Ze względu na obszerność tej publikacji nie sposób streścić wszystkich poruszanych w niej wątków, skupię się więc na tym, co mnie szczególnie poruszyło, czyli na śledztwach pana Ostrowskiego. Autor z niebywałą sumiennością, prawdopodobnie przy udziale wielkich nakładów pracy i czasu, analizuje dawne i nowo odkryte dokumenty (listy, zeznania ludzi, którzy byli blisko z rodziną Brontë), a także bada twórczość Branwella, bardzo przekonująco udowadniając, że to on napisał Wichrowe Wzgórza. Wskazują na to nie tylko relacje świadków pierwszego czytania fragmentów powieści, ale też świadkowie wielkiego ujawnienia się Ellisa Bella, a przede wszystkim wcześniejsze dokonania literackie brata Brontë oraz jego burzliwa biografia. Będący świadkiem śmierci starszej siostry Marii, swojej duchowej patronki i artystycznej muzy, kochający lokalny koloryt i dialekt z Yorkshire, a także cierpiący z powodu niemożliwej miłości do pani Robinson, młodzieniec wydaje się znacznie bardziej prawdopodobnym autorem niż cicha i spokojna Emily, która, logicznie rzecz biorąc, nie mogła za wiele wiedzieć ani o namiętnej miłości, ani o opisywanym w powieści świecie męskich uciech. Jak to się zatem stało, że ślepi na jawne dowody, czytelnicy i historycy literatury tak chętnie ulegli stworzonej przez Charlotte legendzie o trzech siostrach?

„W odbiorze dzieła literackiego wiele zależy od naszej woli. Któż mógł dać lepszy patronat kiełkującemu ruchowi feministycznemu niż anonimowa kobieta, niby to cicha, a kryjąca w sobie bestię”.

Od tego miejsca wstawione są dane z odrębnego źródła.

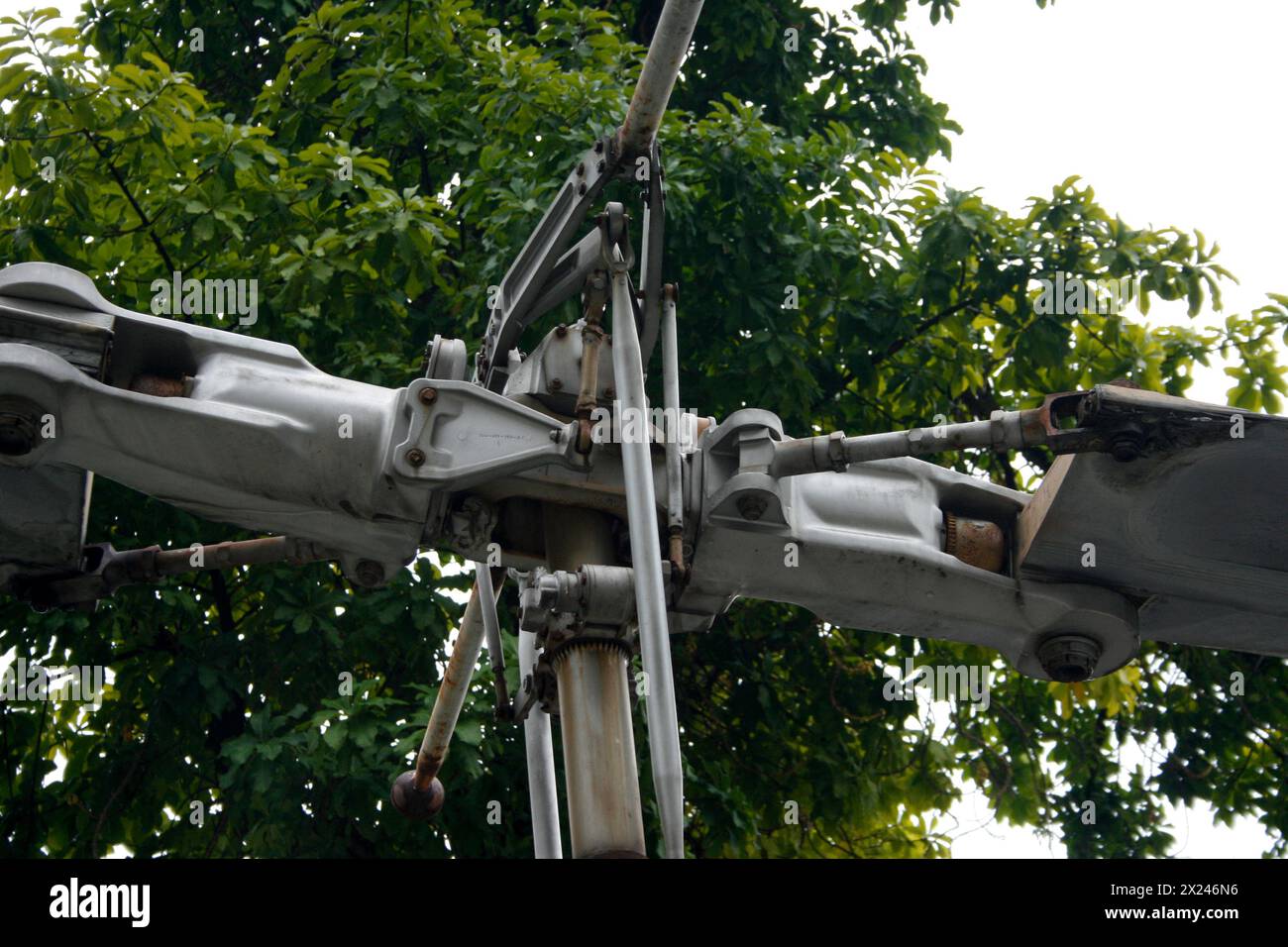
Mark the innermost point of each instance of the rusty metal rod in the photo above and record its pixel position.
(451, 693)
(661, 67)
(664, 729)
(1004, 431)
(539, 748)
(671, 402)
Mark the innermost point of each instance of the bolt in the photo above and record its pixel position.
(370, 573)
(1069, 659)
(752, 506)
(18, 425)
(1127, 444)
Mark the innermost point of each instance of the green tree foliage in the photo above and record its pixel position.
(786, 169)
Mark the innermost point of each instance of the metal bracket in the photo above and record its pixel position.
(460, 434)
(527, 279)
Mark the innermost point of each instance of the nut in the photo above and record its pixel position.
(1069, 659)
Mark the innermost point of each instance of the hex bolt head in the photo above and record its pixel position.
(1069, 659)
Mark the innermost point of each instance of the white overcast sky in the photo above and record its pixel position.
(1172, 111)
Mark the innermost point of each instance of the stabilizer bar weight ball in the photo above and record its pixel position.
(413, 802)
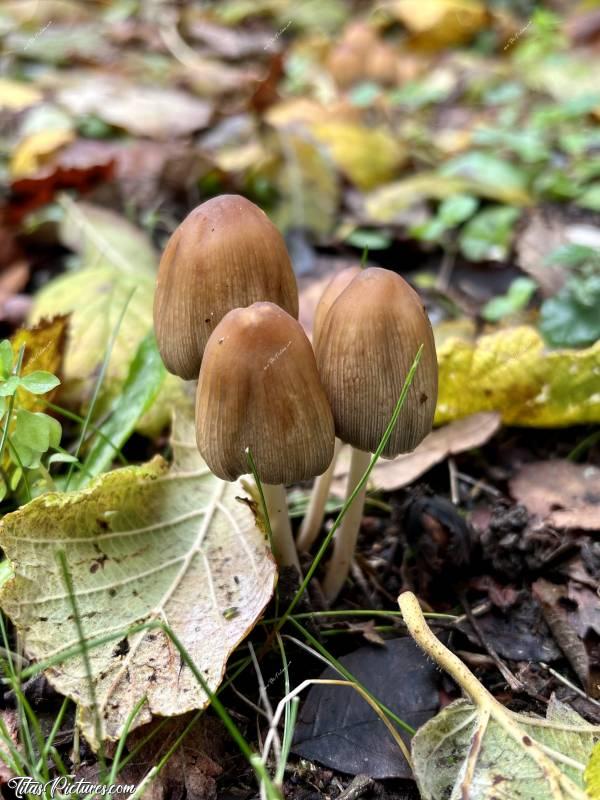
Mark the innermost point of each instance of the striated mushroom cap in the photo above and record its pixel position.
(225, 254)
(259, 388)
(366, 346)
(336, 285)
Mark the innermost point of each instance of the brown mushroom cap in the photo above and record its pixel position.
(224, 255)
(336, 285)
(259, 388)
(366, 346)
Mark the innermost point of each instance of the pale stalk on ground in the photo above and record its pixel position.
(561, 785)
(344, 542)
(284, 547)
(313, 519)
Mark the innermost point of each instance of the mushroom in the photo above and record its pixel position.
(313, 519)
(224, 255)
(365, 348)
(259, 390)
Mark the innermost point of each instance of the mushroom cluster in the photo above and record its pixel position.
(225, 313)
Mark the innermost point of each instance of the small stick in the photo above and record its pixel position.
(313, 519)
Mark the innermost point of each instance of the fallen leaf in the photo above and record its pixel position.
(43, 349)
(337, 727)
(308, 185)
(564, 494)
(144, 543)
(435, 24)
(457, 437)
(118, 266)
(18, 95)
(519, 632)
(551, 598)
(592, 774)
(142, 110)
(463, 753)
(367, 156)
(511, 371)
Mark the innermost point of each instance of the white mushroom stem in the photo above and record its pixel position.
(284, 547)
(344, 542)
(313, 519)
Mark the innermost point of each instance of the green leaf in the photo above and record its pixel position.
(33, 431)
(489, 234)
(566, 322)
(488, 170)
(143, 544)
(6, 358)
(9, 386)
(590, 198)
(39, 382)
(146, 375)
(371, 239)
(456, 209)
(462, 753)
(518, 296)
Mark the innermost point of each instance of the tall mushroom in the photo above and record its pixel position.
(225, 254)
(313, 519)
(259, 389)
(365, 348)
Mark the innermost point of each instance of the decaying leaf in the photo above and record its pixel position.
(457, 437)
(141, 110)
(434, 24)
(565, 494)
(367, 156)
(43, 349)
(142, 544)
(463, 753)
(511, 371)
(118, 269)
(338, 728)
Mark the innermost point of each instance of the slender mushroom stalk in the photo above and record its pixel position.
(313, 519)
(259, 389)
(226, 254)
(364, 351)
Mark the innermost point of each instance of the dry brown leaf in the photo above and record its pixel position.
(565, 494)
(457, 437)
(140, 109)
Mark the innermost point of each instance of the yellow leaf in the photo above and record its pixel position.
(17, 95)
(434, 24)
(367, 156)
(592, 774)
(44, 346)
(383, 204)
(512, 372)
(34, 149)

Choć Emily w roli autorki to spora kontrowersja, to jednak dla Charlotty zapewne mniejsza niż widziany w tej roli brat, którego pod koniec życia uważała za zdeprawowanego pijaka i narkomana, który zmarnował sobie życie, pogrzebał wiele talentów i zniszczył pokładane w nim nadzieje całej rodziny. Mnie osobiście, choć żałuję Branwella, przekonuje pomysł tej małej sprytnej kobietki, bo Wichrowe Wzgórza, o których od razu byłoby wiadomo, że napisał je mężczyzna, byłyby odbierane już zupełnie inaczej niż z imieniem tajemniczej Emily na okładce.

Drugie śledztwo, które niesamowicie mnie zaintrygowało, to dochodzenie w sprawie przyczyn śmierci całego rodzeństwa. Czytaliśmy już o teorii mówiącej o gruźlicy, która zabrała nie tylko czwórkę piszących Brontë, ale także ich dwie najstarsze siostry. Były podejrzenia nowotworu, a także zatrucia trupimi oparami z cmentarza, znajdującego się niemal pod oknami sypialni Brontë. Tym razem Eryk Ostrowski wysnuwa przypuszczenie, że wszyscy Brontë mogli mieć mukowiscydozę i naprawdę trudno się nie zgodzić, że rzeczywiście cierpieli na tę dziedziczną przypadłość.

Osobne już dociekania dotyczą historii miłosnych, w które wikłało się rodzeństwo, a nawet tego, jak wyglądali. Ileż byśmy dziś dali by mieć więcej ich zdjęć lub choćby by zachowały się w lepszej formie podobizny Branwella. Cóż, zostają jeszcze jego szkice, mówiące bardzo dużo o jego osobowości.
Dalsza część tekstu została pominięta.